Of course, this is also true of the kids in the dayjail, those occupying the land of the Lilliputian chairs and desks, and those sentenced and confined to hormonal hell with their fellow cellmates. After school, it will be homework or soccer practice. Some day they’ll be asked to choose an occupation or profession from among those practiced by the people I see in the daytime, with the vast majority having no real sense of what most of them do or how people get to do them, or that there really is much in the way of choices.

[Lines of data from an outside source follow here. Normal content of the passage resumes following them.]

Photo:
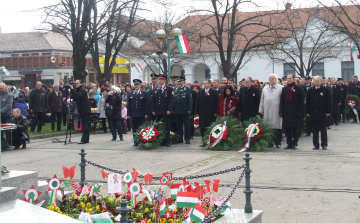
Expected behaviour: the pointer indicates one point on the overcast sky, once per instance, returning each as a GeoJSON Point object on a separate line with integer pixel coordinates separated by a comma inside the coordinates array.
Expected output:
{"type": "Point", "coordinates": [21, 15]}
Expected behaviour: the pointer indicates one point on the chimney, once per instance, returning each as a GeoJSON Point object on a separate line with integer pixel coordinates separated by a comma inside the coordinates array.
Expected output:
{"type": "Point", "coordinates": [288, 6]}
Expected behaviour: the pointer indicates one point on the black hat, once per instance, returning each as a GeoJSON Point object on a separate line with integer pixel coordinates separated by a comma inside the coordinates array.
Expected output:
{"type": "Point", "coordinates": [163, 76]}
{"type": "Point", "coordinates": [181, 78]}
{"type": "Point", "coordinates": [153, 76]}
{"type": "Point", "coordinates": [137, 81]}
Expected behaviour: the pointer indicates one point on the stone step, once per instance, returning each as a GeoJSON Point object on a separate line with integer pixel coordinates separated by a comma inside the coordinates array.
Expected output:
{"type": "Point", "coordinates": [7, 194]}
{"type": "Point", "coordinates": [22, 180]}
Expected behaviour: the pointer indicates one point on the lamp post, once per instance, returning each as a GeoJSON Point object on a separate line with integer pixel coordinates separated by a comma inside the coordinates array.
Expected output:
{"type": "Point", "coordinates": [161, 34]}
{"type": "Point", "coordinates": [129, 65]}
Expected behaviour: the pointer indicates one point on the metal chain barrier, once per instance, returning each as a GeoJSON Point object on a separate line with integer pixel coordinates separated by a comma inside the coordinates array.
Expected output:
{"type": "Point", "coordinates": [210, 217]}
{"type": "Point", "coordinates": [174, 178]}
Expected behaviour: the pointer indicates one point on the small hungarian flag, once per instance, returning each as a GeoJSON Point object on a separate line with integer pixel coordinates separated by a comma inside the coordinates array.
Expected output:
{"type": "Point", "coordinates": [175, 188]}
{"type": "Point", "coordinates": [198, 213]}
{"type": "Point", "coordinates": [183, 45]}
{"type": "Point", "coordinates": [186, 199]}
{"type": "Point", "coordinates": [138, 67]}
{"type": "Point", "coordinates": [162, 206]}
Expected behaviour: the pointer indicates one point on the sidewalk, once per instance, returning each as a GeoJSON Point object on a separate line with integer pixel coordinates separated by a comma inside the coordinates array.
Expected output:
{"type": "Point", "coordinates": [289, 185]}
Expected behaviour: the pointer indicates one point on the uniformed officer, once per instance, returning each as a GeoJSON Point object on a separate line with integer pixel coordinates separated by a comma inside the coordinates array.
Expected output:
{"type": "Point", "coordinates": [162, 106]}
{"type": "Point", "coordinates": [150, 90]}
{"type": "Point", "coordinates": [182, 109]}
{"type": "Point", "coordinates": [138, 106]}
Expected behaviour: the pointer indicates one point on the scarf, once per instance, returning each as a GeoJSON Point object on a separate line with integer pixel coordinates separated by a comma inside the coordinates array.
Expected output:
{"type": "Point", "coordinates": [289, 96]}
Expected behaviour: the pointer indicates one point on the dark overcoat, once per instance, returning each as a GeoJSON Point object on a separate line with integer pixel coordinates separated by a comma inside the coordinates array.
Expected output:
{"type": "Point", "coordinates": [206, 107]}
{"type": "Point", "coordinates": [318, 103]}
{"type": "Point", "coordinates": [291, 112]}
{"type": "Point", "coordinates": [249, 101]}
{"type": "Point", "coordinates": [55, 101]}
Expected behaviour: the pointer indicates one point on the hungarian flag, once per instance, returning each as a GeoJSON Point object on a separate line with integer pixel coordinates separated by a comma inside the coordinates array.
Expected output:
{"type": "Point", "coordinates": [162, 206]}
{"type": "Point", "coordinates": [198, 213]}
{"type": "Point", "coordinates": [186, 199]}
{"type": "Point", "coordinates": [175, 188]}
{"type": "Point", "coordinates": [183, 45]}
{"type": "Point", "coordinates": [138, 67]}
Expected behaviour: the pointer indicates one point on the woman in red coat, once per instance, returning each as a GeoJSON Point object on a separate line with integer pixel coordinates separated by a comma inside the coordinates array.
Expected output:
{"type": "Point", "coordinates": [228, 102]}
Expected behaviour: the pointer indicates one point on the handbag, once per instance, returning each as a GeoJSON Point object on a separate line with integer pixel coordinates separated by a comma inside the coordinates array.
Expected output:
{"type": "Point", "coordinates": [109, 112]}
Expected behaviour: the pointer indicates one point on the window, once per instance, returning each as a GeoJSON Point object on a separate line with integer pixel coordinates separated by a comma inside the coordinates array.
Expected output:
{"type": "Point", "coordinates": [318, 69]}
{"type": "Point", "coordinates": [207, 74]}
{"type": "Point", "coordinates": [347, 70]}
{"type": "Point", "coordinates": [289, 68]}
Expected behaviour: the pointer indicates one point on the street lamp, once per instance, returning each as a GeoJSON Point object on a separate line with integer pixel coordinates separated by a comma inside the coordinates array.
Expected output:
{"type": "Point", "coordinates": [161, 34]}
{"type": "Point", "coordinates": [128, 65]}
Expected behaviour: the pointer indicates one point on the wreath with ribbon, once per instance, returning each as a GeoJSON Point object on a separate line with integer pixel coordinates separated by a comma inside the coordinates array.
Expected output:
{"type": "Point", "coordinates": [352, 104]}
{"type": "Point", "coordinates": [150, 135]}
{"type": "Point", "coordinates": [258, 134]}
{"type": "Point", "coordinates": [222, 134]}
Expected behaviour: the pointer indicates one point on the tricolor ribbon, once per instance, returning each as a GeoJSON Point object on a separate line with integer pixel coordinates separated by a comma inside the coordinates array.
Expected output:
{"type": "Point", "coordinates": [251, 129]}
{"type": "Point", "coordinates": [218, 139]}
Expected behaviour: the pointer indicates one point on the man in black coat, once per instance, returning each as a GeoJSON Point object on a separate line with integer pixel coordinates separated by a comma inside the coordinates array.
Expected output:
{"type": "Point", "coordinates": [318, 108]}
{"type": "Point", "coordinates": [163, 105]}
{"type": "Point", "coordinates": [291, 107]}
{"type": "Point", "coordinates": [306, 87]}
{"type": "Point", "coordinates": [37, 105]}
{"type": "Point", "coordinates": [20, 135]}
{"type": "Point", "coordinates": [206, 106]}
{"type": "Point", "coordinates": [249, 100]}
{"type": "Point", "coordinates": [55, 100]}
{"type": "Point", "coordinates": [343, 88]}
{"type": "Point", "coordinates": [354, 89]}
{"type": "Point", "coordinates": [138, 106]}
{"type": "Point", "coordinates": [336, 102]}
{"type": "Point", "coordinates": [79, 95]}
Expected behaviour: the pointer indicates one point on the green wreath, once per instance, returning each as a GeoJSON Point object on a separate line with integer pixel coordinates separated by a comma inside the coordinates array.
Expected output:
{"type": "Point", "coordinates": [232, 136]}
{"type": "Point", "coordinates": [348, 110]}
{"type": "Point", "coordinates": [156, 140]}
{"type": "Point", "coordinates": [263, 138]}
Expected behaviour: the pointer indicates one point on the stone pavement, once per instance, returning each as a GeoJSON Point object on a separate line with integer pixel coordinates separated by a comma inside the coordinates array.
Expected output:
{"type": "Point", "coordinates": [289, 185]}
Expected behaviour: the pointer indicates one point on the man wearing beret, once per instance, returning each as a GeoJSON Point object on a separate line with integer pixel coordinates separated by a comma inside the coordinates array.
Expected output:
{"type": "Point", "coordinates": [182, 109]}
{"type": "Point", "coordinates": [162, 105]}
{"type": "Point", "coordinates": [138, 106]}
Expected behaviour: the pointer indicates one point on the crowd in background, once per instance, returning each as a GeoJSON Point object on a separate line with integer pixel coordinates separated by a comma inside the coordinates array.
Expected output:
{"type": "Point", "coordinates": [243, 100]}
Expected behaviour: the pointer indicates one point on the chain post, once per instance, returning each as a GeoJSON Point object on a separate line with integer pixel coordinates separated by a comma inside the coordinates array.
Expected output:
{"type": "Point", "coordinates": [82, 167]}
{"type": "Point", "coordinates": [123, 210]}
{"type": "Point", "coordinates": [247, 191]}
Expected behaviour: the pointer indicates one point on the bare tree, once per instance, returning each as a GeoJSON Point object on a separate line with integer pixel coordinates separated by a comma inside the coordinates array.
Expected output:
{"type": "Point", "coordinates": [232, 34]}
{"type": "Point", "coordinates": [121, 20]}
{"type": "Point", "coordinates": [346, 18]}
{"type": "Point", "coordinates": [306, 39]}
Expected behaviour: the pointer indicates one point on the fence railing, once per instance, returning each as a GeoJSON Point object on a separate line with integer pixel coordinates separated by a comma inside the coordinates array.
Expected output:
{"type": "Point", "coordinates": [246, 172]}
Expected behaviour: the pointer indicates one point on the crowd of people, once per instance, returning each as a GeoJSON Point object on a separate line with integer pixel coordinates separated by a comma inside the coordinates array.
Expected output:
{"type": "Point", "coordinates": [286, 102]}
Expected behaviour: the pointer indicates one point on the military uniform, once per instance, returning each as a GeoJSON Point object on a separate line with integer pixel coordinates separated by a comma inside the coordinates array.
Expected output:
{"type": "Point", "coordinates": [182, 106]}
{"type": "Point", "coordinates": [150, 91]}
{"type": "Point", "coordinates": [138, 105]}
{"type": "Point", "coordinates": [163, 101]}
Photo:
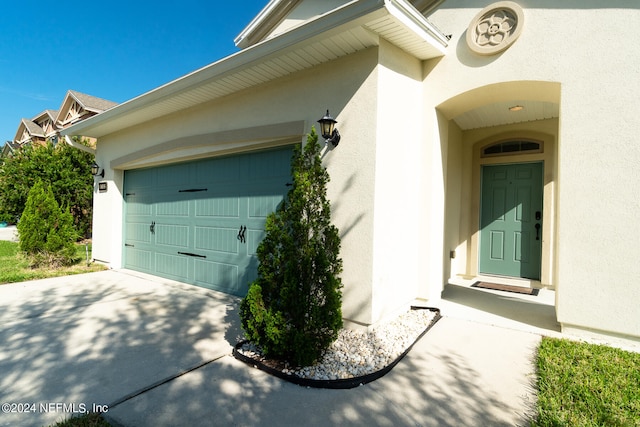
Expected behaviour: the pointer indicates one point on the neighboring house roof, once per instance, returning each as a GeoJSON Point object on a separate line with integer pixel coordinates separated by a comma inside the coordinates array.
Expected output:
{"type": "Point", "coordinates": [355, 26]}
{"type": "Point", "coordinates": [47, 121]}
{"type": "Point", "coordinates": [9, 148]}
{"type": "Point", "coordinates": [77, 106]}
{"type": "Point", "coordinates": [30, 128]}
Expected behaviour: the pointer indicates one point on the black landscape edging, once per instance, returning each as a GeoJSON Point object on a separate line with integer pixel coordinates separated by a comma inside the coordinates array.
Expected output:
{"type": "Point", "coordinates": [344, 383]}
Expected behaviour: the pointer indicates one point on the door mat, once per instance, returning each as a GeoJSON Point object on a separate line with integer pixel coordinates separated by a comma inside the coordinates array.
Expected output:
{"type": "Point", "coordinates": [506, 288]}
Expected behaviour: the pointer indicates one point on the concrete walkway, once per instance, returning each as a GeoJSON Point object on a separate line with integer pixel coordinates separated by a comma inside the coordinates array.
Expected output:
{"type": "Point", "coordinates": [157, 353]}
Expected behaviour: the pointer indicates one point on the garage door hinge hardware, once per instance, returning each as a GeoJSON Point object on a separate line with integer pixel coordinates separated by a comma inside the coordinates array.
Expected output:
{"type": "Point", "coordinates": [192, 190]}
{"type": "Point", "coordinates": [241, 234]}
{"type": "Point", "coordinates": [190, 254]}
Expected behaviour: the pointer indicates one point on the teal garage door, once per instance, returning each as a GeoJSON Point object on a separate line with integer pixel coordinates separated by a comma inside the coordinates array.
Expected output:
{"type": "Point", "coordinates": [201, 222]}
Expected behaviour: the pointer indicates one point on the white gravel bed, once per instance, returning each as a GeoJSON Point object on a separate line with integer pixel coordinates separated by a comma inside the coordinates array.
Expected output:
{"type": "Point", "coordinates": [358, 353]}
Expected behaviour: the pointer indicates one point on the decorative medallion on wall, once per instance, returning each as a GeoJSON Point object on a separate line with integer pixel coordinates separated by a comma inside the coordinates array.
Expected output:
{"type": "Point", "coordinates": [495, 28]}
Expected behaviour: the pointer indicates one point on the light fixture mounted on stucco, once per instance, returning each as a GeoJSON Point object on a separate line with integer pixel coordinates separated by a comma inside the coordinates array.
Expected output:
{"type": "Point", "coordinates": [94, 170]}
{"type": "Point", "coordinates": [495, 28]}
{"type": "Point", "coordinates": [328, 130]}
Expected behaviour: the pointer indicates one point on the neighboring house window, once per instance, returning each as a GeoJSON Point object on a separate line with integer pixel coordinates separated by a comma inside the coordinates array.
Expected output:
{"type": "Point", "coordinates": [512, 147]}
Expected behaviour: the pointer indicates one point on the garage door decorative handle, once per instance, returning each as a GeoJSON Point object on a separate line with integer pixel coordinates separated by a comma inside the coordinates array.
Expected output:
{"type": "Point", "coordinates": [241, 234]}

Occasionally, though rarely, I used to walk downtown at night. Sometime between 6 and 8 p.m., they roll up the sidewalks, and, except for a movie theater and a couple of restaurants mostly more than half empty, my town becomes one big tavern. It’s the same in most towns in America, from what I can tell. Not a tavern in the sense of a medieval tavern, in which business was conducted. Tavern as in locus for drunkenness, or near so, or a search for cheap (or not so cheap) sex, or just something in the way of human companionship. Isn’t that what the kids locked up in the dayjail get to see as well, though lacking the adult card, they are forbidden entry inside? Is it in any way surprising then that many 14 and 15 year olds see the activity of the tavern in their town as the quintessential adult activity, and seek to emulate it? Short of that, since the only the time they get to see the town during the daytime is on weekends, is it any wonder that many are simply obsessed with buying stuff?

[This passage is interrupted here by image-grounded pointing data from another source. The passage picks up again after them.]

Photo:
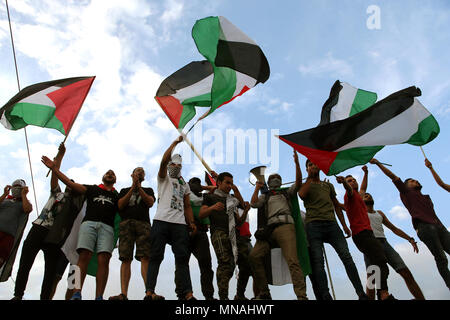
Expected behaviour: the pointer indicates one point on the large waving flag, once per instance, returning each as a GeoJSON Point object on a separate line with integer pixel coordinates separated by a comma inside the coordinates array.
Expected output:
{"type": "Point", "coordinates": [53, 104]}
{"type": "Point", "coordinates": [235, 64]}
{"type": "Point", "coordinates": [339, 145]}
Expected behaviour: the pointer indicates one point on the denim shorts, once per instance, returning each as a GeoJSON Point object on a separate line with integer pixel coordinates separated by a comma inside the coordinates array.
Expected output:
{"type": "Point", "coordinates": [393, 258]}
{"type": "Point", "coordinates": [96, 236]}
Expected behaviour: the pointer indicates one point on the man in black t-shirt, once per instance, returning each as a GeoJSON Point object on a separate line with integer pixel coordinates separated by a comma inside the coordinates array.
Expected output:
{"type": "Point", "coordinates": [134, 205]}
{"type": "Point", "coordinates": [97, 229]}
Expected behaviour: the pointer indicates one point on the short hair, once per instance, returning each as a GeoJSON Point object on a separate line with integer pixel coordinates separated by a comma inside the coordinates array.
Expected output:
{"type": "Point", "coordinates": [223, 175]}
{"type": "Point", "coordinates": [195, 180]}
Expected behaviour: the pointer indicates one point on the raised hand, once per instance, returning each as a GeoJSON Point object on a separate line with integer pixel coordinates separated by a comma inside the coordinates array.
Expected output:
{"type": "Point", "coordinates": [47, 162]}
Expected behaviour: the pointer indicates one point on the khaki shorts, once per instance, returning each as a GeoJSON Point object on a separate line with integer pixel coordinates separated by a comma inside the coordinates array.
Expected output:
{"type": "Point", "coordinates": [133, 231]}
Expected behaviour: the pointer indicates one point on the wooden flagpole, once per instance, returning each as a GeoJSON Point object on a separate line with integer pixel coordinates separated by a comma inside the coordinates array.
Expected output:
{"type": "Point", "coordinates": [180, 131]}
{"type": "Point", "coordinates": [25, 129]}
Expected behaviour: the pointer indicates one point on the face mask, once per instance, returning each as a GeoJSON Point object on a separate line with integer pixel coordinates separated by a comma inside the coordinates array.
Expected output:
{"type": "Point", "coordinates": [174, 172]}
{"type": "Point", "coordinates": [16, 192]}
{"type": "Point", "coordinates": [274, 183]}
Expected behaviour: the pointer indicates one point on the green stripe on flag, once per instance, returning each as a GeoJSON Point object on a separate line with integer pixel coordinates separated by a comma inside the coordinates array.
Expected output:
{"type": "Point", "coordinates": [352, 157]}
{"type": "Point", "coordinates": [23, 114]}
{"type": "Point", "coordinates": [428, 130]}
{"type": "Point", "coordinates": [363, 100]}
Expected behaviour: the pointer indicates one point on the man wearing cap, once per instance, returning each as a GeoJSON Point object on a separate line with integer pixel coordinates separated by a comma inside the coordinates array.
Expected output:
{"type": "Point", "coordinates": [11, 208]}
{"type": "Point", "coordinates": [170, 226]}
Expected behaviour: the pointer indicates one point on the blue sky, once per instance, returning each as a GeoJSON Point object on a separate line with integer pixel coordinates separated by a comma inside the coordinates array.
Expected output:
{"type": "Point", "coordinates": [132, 46]}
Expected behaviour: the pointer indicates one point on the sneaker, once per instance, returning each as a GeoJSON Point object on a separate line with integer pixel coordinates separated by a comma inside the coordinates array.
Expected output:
{"type": "Point", "coordinates": [76, 296]}
{"type": "Point", "coordinates": [264, 296]}
{"type": "Point", "coordinates": [120, 297]}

Perhaps the biggest advantage that homeschoolers have over the kids in the box is that we own the daytime. The world is our oyster. The town is ours, and the country, too. The world is full of wonderful people doing wonderful things – most of them in the daytime. Find ways to turn your community into an adventure. If you are part of a homeschooling group, help your kids construct a treasure hunt in town – with the treasures being not just in particular places, but in the possession of specific people. (People are the real treasures in our town…and in every town.) Teach your kids how to do community interviewing (Doug Lipman’s essay in my book The Healing Heart~Communities will show you how to do it – here’s another great article from Doug - Teaching Interviewing Skills Through Story Games ), practice at the local senior center or at a nursing home, and then take it out into your town. Make a community scrapbook with the stories of the people who make your town a great place to live. Seek out mentoring relationships, and apprenticeships (and share notes with other homeschooling families). Have your children take interesting people out to lunch! (and you can come along).

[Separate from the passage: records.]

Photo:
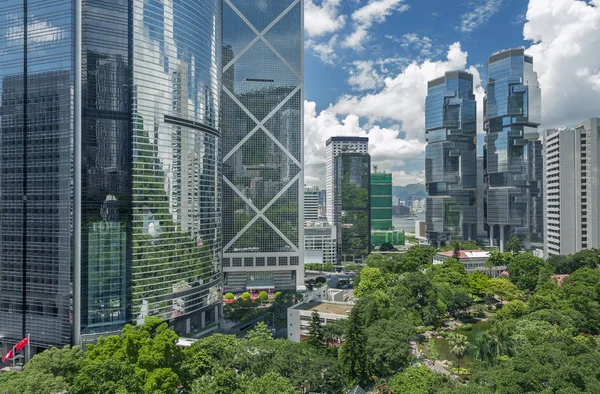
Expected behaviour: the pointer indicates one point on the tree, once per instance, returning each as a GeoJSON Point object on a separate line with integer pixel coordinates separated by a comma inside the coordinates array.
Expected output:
{"type": "Point", "coordinates": [524, 270]}
{"type": "Point", "coordinates": [370, 279]}
{"type": "Point", "coordinates": [478, 283]}
{"type": "Point", "coordinates": [504, 289]}
{"type": "Point", "coordinates": [315, 334]}
{"type": "Point", "coordinates": [513, 245]}
{"type": "Point", "coordinates": [271, 383]}
{"type": "Point", "coordinates": [459, 346]}
{"type": "Point", "coordinates": [263, 296]}
{"type": "Point", "coordinates": [352, 351]}
{"type": "Point", "coordinates": [387, 347]}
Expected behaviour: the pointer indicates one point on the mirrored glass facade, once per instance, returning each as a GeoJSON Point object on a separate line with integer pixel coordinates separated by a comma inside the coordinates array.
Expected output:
{"type": "Point", "coordinates": [450, 158]}
{"type": "Point", "coordinates": [512, 153]}
{"type": "Point", "coordinates": [150, 185]}
{"type": "Point", "coordinates": [262, 144]}
{"type": "Point", "coordinates": [352, 211]}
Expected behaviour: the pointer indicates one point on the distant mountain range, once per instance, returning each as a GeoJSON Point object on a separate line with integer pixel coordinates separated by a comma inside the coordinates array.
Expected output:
{"type": "Point", "coordinates": [412, 190]}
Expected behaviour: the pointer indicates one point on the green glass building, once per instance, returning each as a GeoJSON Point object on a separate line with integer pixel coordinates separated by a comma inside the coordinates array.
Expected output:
{"type": "Point", "coordinates": [381, 201]}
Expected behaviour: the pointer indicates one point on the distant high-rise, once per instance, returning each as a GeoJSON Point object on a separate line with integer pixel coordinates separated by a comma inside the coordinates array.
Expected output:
{"type": "Point", "coordinates": [512, 152]}
{"type": "Point", "coordinates": [334, 146]}
{"type": "Point", "coordinates": [110, 174]}
{"type": "Point", "coordinates": [352, 213]}
{"type": "Point", "coordinates": [450, 158]}
{"type": "Point", "coordinates": [381, 201]}
{"type": "Point", "coordinates": [572, 188]}
{"type": "Point", "coordinates": [263, 159]}
{"type": "Point", "coordinates": [311, 203]}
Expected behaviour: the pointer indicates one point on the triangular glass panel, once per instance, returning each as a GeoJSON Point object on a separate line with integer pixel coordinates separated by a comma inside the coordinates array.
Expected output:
{"type": "Point", "coordinates": [261, 12]}
{"type": "Point", "coordinates": [236, 123]}
{"type": "Point", "coordinates": [236, 35]}
{"type": "Point", "coordinates": [284, 213]}
{"type": "Point", "coordinates": [286, 125]}
{"type": "Point", "coordinates": [236, 213]}
{"type": "Point", "coordinates": [286, 37]}
{"type": "Point", "coordinates": [260, 237]}
{"type": "Point", "coordinates": [261, 80]}
{"type": "Point", "coordinates": [260, 169]}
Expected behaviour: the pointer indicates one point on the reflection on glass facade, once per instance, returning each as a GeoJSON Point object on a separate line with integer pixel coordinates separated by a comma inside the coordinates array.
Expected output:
{"type": "Point", "coordinates": [450, 158]}
{"type": "Point", "coordinates": [513, 161]}
{"type": "Point", "coordinates": [262, 143]}
{"type": "Point", "coordinates": [150, 183]}
{"type": "Point", "coordinates": [352, 210]}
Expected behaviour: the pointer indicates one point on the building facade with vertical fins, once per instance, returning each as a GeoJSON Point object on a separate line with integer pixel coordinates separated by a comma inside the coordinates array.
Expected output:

Almost needless to say, once you and your children start to do this, the tavern and what it stands for is going to lose most of whatever allure it might have had. And the kids may begin to have some inkling of where their learning might lead them, with the time, energy, and effort to get them where they want to go.

Best of all? I’ll meet you all there! I’m free! (if I’m not in Ethiopia).

* * * * *

P.S. In the nighttime, make sure the kids get enough sleep.

(P.P.S. Dstark - I've got work for you - when can you start?)